Once again, we’ve used lots of fresh juice and whole peels, but also a bit of La Manille calamansi liqueur. And we do mean just a bit. This unique local product looks adorable in this tiny 50ml bottle (which costs 79 pesos), but at 55 proof (or 27.5% alcohol) that’s all you’ll need. It’s strong but not overly sweet and despite being pretty boozy for a liqueur, it smells of fresh calamansi rinds. It’s perfect for baking. We might just use it in every recipe that requires lemon extract from now on. You can easily find La Manille calamansi liqueur at supermarkets, department stores and Filipiniana stores.

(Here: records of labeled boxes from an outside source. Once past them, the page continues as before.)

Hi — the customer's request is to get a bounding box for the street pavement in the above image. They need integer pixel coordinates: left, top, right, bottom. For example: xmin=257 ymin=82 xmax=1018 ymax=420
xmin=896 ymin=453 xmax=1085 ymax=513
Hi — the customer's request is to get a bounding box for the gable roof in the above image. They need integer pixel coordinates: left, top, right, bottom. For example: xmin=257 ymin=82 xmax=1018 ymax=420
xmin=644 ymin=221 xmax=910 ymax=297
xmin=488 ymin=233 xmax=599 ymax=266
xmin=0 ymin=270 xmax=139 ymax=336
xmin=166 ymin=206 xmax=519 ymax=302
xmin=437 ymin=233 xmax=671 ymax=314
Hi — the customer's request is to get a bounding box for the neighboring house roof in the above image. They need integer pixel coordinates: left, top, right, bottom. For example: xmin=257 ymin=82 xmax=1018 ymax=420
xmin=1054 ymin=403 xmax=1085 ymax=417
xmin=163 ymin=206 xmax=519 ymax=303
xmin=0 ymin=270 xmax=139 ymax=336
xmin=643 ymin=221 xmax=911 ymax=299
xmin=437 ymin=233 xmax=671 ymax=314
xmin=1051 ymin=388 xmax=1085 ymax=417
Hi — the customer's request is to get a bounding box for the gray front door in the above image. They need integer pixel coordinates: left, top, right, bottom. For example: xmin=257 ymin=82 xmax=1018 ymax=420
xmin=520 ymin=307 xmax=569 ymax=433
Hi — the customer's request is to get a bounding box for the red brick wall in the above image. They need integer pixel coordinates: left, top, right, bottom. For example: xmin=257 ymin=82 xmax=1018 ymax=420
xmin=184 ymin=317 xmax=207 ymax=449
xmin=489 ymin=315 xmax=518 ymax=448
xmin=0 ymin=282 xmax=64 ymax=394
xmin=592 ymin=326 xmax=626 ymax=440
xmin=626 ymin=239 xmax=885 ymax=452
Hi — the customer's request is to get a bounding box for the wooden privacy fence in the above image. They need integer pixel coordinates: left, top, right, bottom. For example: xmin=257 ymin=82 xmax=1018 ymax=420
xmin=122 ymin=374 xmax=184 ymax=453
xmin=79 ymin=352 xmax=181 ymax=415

It’s a simple cake, but we think she’s a real looker. No frosting or thick glaze, but look at that golden brown and syrup-covered surface. We can’t think anything more inviting.
For the cake:
2 sticks / 1 cup unsalted butter, softened
1 1/2 cup sugar
4 eggs, room temperature
25 whole calamansi peels
1 tbsp fresh mint, chopped (plus more for garnish)
1 cup whole milk, room temperature
1/4 cup calamansi juice
3 cups all-purpose flour
1/2 tsp baking soda
1/2 tsp baking powder
1 tsp salt
1/2 tsp cinnamon
1/2 tsp nutmeg
1/2 tsp powdered ginger
1 tsp vanilla extract
2 tsp calamansi liqueur
For the calamansi liqueur syrup:
1/2 cup calamansi juice
1/4 cup sugar
3 tbsp calamansi liqueur
1 tbsp fresh mint, chopped
Make your cake. Preheat oven to 176°C/350°F. Grease and flour two 8×2 inch round cake pans or two 9×4 inch loaf pans. Line with parchment.

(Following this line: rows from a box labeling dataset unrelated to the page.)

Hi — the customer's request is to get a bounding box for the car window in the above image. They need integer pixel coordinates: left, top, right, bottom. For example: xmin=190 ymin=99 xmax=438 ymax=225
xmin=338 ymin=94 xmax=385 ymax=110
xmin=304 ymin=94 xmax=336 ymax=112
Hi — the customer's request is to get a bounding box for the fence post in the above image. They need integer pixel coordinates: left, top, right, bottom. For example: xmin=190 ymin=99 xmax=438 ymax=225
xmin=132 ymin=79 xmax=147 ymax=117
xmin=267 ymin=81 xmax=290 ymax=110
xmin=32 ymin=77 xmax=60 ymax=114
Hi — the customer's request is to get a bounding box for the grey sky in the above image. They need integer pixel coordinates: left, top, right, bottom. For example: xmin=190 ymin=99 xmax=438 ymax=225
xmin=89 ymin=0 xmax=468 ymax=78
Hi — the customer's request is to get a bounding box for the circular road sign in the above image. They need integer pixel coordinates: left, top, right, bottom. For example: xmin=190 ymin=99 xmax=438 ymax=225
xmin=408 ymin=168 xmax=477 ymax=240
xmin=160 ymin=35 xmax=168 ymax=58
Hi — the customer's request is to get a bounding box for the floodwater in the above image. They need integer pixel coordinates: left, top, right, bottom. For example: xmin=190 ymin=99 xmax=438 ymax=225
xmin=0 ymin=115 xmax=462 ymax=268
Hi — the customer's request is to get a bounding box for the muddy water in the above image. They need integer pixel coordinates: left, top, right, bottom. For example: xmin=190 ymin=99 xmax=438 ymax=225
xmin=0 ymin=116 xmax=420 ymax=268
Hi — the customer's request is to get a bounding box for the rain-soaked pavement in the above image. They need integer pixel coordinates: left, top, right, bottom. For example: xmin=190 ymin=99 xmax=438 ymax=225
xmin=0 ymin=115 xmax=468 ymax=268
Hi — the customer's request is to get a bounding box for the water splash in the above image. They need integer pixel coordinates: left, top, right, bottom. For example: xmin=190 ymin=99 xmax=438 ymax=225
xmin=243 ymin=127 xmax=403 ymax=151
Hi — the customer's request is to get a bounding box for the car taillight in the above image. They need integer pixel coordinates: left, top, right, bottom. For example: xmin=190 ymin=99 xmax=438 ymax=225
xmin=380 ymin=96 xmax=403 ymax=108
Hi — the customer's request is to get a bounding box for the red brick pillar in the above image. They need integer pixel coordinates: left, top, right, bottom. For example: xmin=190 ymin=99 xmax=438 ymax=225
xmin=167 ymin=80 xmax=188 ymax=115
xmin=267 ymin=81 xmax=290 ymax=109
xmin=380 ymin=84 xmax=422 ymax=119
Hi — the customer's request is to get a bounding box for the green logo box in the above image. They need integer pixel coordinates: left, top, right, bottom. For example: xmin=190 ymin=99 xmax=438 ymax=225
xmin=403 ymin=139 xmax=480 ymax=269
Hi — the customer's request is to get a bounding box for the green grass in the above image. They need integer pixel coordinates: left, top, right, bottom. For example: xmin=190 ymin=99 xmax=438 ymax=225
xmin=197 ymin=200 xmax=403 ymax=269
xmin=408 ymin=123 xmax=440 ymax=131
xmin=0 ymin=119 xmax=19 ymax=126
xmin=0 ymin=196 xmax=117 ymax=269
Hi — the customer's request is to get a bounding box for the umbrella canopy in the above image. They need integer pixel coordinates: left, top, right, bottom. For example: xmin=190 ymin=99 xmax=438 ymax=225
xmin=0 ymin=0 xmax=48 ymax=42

In one bowl, combine and whisk together flour, baking soda, baking powder and spices. Set aside.
Combine milk, calamansi juice and whole calamansi peels in a blender Blend well or until peels are finely shredded. Set aside.

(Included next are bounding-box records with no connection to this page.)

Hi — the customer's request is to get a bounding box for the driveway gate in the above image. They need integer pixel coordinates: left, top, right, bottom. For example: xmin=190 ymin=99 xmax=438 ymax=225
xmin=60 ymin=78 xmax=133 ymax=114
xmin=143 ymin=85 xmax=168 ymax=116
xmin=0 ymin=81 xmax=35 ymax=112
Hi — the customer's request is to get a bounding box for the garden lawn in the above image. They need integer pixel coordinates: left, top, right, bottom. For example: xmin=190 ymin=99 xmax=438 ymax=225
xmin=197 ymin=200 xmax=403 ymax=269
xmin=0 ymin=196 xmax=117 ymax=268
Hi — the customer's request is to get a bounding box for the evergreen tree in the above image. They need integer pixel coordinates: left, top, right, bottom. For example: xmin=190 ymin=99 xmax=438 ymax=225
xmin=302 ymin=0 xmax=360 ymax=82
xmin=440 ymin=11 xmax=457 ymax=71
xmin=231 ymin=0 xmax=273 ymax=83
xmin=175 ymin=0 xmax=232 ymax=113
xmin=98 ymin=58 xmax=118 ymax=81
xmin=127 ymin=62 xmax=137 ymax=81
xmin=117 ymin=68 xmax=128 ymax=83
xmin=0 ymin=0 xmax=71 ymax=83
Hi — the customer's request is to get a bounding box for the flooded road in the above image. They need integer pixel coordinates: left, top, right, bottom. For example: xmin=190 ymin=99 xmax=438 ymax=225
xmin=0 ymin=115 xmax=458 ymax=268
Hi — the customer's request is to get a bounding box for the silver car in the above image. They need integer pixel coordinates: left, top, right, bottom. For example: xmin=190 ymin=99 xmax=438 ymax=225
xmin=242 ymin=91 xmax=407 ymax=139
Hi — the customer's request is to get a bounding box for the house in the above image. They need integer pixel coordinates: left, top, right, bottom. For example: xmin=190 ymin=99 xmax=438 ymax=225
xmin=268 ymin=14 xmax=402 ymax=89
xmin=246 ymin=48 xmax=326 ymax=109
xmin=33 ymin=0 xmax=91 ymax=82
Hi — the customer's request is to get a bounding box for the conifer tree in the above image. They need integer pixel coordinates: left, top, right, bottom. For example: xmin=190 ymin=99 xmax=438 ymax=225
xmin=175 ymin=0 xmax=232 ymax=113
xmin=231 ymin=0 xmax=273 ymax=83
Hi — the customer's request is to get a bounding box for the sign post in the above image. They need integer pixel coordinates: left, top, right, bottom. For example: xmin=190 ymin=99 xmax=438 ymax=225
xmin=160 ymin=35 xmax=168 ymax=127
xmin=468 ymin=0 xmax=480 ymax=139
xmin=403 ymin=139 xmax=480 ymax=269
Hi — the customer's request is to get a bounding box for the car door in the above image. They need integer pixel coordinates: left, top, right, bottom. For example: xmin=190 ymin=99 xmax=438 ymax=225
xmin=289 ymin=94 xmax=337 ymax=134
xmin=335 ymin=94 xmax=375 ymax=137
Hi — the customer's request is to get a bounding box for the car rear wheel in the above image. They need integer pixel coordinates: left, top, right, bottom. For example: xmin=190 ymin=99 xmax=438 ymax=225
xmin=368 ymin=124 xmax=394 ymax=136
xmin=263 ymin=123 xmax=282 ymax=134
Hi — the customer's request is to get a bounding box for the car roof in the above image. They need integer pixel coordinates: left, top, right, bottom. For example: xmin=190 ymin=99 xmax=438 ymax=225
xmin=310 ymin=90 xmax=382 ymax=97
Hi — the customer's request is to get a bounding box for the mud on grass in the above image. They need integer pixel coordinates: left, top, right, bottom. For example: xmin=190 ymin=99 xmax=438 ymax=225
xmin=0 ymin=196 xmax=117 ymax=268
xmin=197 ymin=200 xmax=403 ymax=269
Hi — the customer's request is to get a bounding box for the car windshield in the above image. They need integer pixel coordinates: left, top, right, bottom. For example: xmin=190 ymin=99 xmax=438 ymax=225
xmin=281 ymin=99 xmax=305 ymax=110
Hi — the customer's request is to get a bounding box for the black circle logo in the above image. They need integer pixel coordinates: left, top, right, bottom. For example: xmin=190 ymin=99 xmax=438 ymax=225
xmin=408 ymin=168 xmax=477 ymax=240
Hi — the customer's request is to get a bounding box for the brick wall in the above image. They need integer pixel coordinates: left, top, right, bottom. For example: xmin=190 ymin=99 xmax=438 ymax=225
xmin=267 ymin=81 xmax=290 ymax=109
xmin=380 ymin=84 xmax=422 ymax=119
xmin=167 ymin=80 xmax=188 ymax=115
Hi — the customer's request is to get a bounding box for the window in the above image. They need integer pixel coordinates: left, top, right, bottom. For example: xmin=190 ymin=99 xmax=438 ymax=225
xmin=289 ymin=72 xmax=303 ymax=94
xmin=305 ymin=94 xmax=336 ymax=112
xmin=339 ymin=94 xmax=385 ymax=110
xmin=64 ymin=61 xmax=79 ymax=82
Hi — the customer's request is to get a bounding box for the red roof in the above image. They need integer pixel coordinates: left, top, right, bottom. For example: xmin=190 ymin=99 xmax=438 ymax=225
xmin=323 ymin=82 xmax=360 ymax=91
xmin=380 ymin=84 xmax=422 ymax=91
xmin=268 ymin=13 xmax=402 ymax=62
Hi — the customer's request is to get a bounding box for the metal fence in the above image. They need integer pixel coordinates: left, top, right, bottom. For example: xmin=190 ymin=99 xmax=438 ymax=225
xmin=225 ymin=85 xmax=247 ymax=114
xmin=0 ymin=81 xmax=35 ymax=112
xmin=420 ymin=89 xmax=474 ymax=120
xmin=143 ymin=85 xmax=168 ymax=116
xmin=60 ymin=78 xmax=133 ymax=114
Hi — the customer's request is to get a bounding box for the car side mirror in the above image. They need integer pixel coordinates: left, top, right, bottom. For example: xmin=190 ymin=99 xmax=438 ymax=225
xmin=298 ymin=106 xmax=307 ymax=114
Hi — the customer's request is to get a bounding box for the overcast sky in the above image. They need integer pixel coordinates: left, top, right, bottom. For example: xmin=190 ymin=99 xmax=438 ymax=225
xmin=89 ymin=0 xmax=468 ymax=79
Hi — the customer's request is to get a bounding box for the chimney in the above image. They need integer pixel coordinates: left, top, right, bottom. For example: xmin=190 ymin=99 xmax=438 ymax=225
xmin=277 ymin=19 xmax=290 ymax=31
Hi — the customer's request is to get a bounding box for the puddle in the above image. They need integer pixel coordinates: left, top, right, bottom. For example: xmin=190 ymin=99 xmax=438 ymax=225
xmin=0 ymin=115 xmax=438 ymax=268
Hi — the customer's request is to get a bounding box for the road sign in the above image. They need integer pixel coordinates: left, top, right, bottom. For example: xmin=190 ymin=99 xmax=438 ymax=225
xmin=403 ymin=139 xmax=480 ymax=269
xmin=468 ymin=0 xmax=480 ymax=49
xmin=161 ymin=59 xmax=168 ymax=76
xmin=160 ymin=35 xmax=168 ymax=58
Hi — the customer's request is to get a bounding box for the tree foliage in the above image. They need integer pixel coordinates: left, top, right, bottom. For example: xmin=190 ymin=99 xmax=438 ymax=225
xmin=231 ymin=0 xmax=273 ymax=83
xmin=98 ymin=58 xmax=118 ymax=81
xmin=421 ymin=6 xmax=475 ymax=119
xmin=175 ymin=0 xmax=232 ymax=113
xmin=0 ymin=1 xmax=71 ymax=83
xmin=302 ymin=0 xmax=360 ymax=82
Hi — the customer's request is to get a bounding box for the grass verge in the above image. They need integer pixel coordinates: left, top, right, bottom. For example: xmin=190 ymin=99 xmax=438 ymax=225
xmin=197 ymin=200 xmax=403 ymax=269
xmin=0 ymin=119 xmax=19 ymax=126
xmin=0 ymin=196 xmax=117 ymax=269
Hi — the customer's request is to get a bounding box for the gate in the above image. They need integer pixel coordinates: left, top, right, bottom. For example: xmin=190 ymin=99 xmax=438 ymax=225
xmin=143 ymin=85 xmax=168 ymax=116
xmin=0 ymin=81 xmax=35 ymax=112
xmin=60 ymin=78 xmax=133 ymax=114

In another bowl, cream the butter and sugar with your electric mixer at medium speed for 30 seconds. Gradually add the sugar and the chopped mint. Beat for about 3 minutes or until it has become creamy and light-colored.
Add eggs one at a time and beat well after each addition. Scrape down the sides of the bowl as you do. Beat on high speed for 30 seconds after each addition. Beat for 1 minute after all eggs have been added. Add the vanilla and the calamansi liqueur.
Add flour mixture and yogurt mixture alternately, beginning and ending with flour mixture. Mix just until incorporated. Scrape down the sides of the bowl. Stir by hand to finish. Be careful not to overbeat.
Divide the batter evenly between the two pans.
Bake at 176°C/350°F for 40-45 minutes (rotate halfway through) or until the cake is golden brown and a cake tester or toothpick comes out clean. Cool in the cake pans for at least 10 minutes.
Make your syrup. Combine calamansi juice, sugar, liqueur and chopped mint in a saucepan. Heat until the sugar dissolves. Stir occasionally. Allow the liquid to cool.
Put it together. Use a toothpick, knife or fork to poke little holes into your cakes. Carefully drizzle and brush the syrup over the tops. Let the cakes sit and soak another 10 minutes. Unmold from pans and serve.
Have some cake! Garnish with a sprig of fresh or candied mint. Serve with a bit of your favorite yogurt.